The commander-in-chief of the Tatmadaw has said candidates for this year’s election should resist foriegn influence, in what some see as a thinly veiled attack against the National League for Democracy.
The call was among six suggestions for candidates that Senior General Min Aung Hlaing made in a meeting with opposition parties last week.
The suggestions were published in the military-owned Myawady newspaper and reprinted on a leaflet distributed by military veterans in the Kachin state capital of Myitkyina this week.
The Senior General also said candidates ought to be able to handle matters of race and religion without being influenced by international organisations.
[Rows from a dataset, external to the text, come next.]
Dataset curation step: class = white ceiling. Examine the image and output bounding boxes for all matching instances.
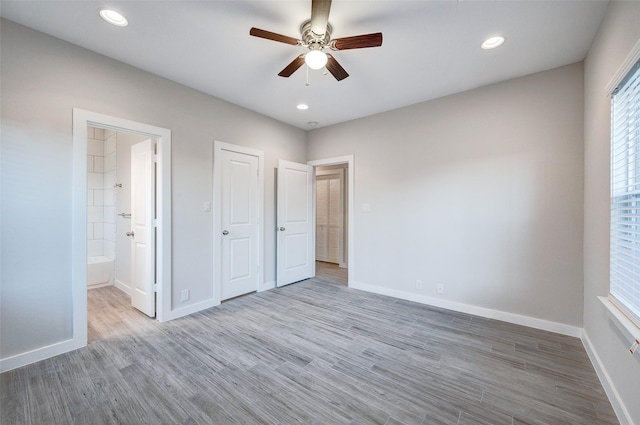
[0,0,607,129]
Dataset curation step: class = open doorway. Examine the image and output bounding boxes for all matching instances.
[87,126,156,342]
[308,155,355,285]
[315,163,349,285]
[72,109,171,348]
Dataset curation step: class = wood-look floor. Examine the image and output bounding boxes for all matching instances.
[0,278,618,425]
[316,261,348,285]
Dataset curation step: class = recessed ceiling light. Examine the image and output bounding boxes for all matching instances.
[480,36,504,50]
[100,9,129,27]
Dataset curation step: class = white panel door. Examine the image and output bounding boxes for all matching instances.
[129,139,156,317]
[276,160,316,286]
[221,150,259,300]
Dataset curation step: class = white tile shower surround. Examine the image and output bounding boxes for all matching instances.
[87,127,117,272]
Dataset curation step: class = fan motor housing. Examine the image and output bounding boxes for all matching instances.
[300,19,332,50]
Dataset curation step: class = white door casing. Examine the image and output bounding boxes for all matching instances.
[316,169,344,264]
[130,139,156,317]
[221,150,259,300]
[276,160,316,286]
[307,155,356,286]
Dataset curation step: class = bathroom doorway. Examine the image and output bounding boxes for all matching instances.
[315,164,348,285]
[72,109,171,347]
[307,155,355,286]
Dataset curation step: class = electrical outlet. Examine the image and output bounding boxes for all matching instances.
[180,289,189,301]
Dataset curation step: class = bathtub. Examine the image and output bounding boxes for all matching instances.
[87,256,115,288]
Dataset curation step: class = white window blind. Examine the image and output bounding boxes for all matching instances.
[609,62,640,327]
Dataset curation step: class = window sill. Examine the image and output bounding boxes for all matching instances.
[598,297,640,344]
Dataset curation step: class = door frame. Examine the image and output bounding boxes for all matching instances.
[307,155,356,286]
[71,108,171,348]
[213,140,265,305]
[314,167,348,268]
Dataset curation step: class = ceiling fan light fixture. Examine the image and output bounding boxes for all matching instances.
[100,9,129,27]
[304,50,327,69]
[480,35,504,50]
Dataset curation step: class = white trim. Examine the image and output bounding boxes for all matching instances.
[580,332,634,425]
[605,35,640,96]
[72,108,171,322]
[349,282,582,338]
[164,298,220,322]
[69,108,171,360]
[211,140,265,306]
[598,297,640,345]
[258,280,276,292]
[313,168,346,264]
[113,279,131,296]
[0,339,87,372]
[307,155,356,287]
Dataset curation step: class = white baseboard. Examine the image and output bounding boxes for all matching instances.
[581,330,634,425]
[0,339,83,372]
[163,298,220,322]
[349,282,582,338]
[114,279,131,296]
[258,280,276,292]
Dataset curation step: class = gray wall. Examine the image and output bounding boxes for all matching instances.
[584,2,640,424]
[0,20,306,358]
[308,63,583,327]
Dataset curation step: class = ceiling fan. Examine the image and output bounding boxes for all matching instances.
[249,0,382,81]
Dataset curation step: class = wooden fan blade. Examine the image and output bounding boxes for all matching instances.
[327,54,349,81]
[249,28,300,46]
[311,0,331,37]
[278,55,304,78]
[329,32,382,50]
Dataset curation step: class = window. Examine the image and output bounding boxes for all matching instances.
[609,62,640,327]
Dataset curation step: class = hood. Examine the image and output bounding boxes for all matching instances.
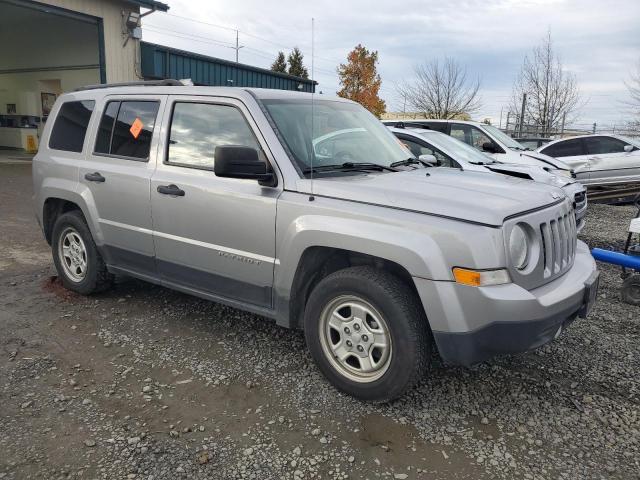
[298,168,565,226]
[512,150,571,170]
[485,163,576,188]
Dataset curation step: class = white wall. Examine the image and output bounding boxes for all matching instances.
[0,69,100,117]
[0,6,99,70]
[40,0,144,83]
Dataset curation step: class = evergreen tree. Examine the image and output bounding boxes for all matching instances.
[271,52,287,73]
[287,47,309,78]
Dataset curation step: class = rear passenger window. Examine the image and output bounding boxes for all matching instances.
[540,138,584,157]
[167,102,266,169]
[95,101,158,160]
[49,100,96,152]
[584,137,626,155]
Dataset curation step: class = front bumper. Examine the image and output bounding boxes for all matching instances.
[414,241,598,366]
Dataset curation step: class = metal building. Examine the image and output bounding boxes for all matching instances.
[140,42,317,93]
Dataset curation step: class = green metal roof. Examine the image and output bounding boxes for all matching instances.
[140,42,318,92]
[127,0,169,12]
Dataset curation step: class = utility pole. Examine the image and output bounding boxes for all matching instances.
[518,93,527,138]
[234,30,244,63]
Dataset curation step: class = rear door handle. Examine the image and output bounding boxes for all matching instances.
[84,172,105,183]
[158,183,184,197]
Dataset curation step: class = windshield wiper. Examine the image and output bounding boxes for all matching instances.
[302,162,398,173]
[389,158,431,168]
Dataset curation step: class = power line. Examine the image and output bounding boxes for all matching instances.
[146,12,342,64]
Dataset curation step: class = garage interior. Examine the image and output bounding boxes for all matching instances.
[0,0,104,151]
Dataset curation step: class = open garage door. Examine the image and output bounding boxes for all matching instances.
[0,0,106,149]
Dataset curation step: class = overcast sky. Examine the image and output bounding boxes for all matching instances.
[143,0,640,127]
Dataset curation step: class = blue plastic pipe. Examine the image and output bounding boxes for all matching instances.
[591,248,640,271]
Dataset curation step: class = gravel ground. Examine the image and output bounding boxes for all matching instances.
[0,165,640,479]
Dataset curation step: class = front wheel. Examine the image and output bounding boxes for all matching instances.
[51,210,113,295]
[304,267,431,401]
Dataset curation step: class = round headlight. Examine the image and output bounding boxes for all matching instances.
[509,225,529,270]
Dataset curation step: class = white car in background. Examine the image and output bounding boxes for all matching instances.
[382,119,573,177]
[389,127,587,232]
[537,134,640,187]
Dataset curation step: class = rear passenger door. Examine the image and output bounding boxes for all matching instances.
[584,135,640,183]
[151,97,281,308]
[79,95,166,276]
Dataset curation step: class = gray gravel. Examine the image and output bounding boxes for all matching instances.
[0,163,640,479]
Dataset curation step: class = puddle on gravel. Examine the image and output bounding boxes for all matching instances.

Pro-military nationalists have sought to paint the NLD as a party unable to defend Myanmar’s Buddhist culture from what they see as a threat from Islam and western influences.
“They don’t mention any names, but the meaning is very clear,” said Ko Phyo, a Myitkyina resident who saw one of the leaflets. “Everyone can understand they are asking people not to vote for NLD. Is this in line with the election law?”
The leaflets were aimed at veterans, their friends and family members, Ko Phyo said.
Ratan Kumar of the war veterans’ organisation in Myitkyina’s Myae Myint ward said he did not know if the Tatmadaw or a political party instructed the organisation to distribute the leaflets.
He handed them out to 12 veteran’s families at the request of his organisation, he added. “I didn’t do this for my own good. These are just the suggestions from the commander-in-chief on how to vote.”
Last week the military-backed USDP led a group of dozens of political parties to meet Min Aung Hlaing in Naypyitaw and asked him to intervene in the event that the Union Election Commission tried to “corrupt” the November poll.
Kachin state war veterans’ organisation chairman, retired Major Ohn Thwin, told Myanmar Now he was not aware of the leaflets circulating among veterans.
About 4,000 veterans’ organisation members reside in Myitkyina, and he has not instructed them to campaign during the election, he said.
Former Colonel Yan Naing Oo of the organisation’s Yangon regional branch told Myanmar Now that he has not received a directive but has been advised verbally to choose candidates who can improve the country.
“Our organisation does not discriminate against other political parties,” he said. “The members are allowed to vote for any party or any candidate they like. We only have the goal of voting for the candidate who can make the country better.”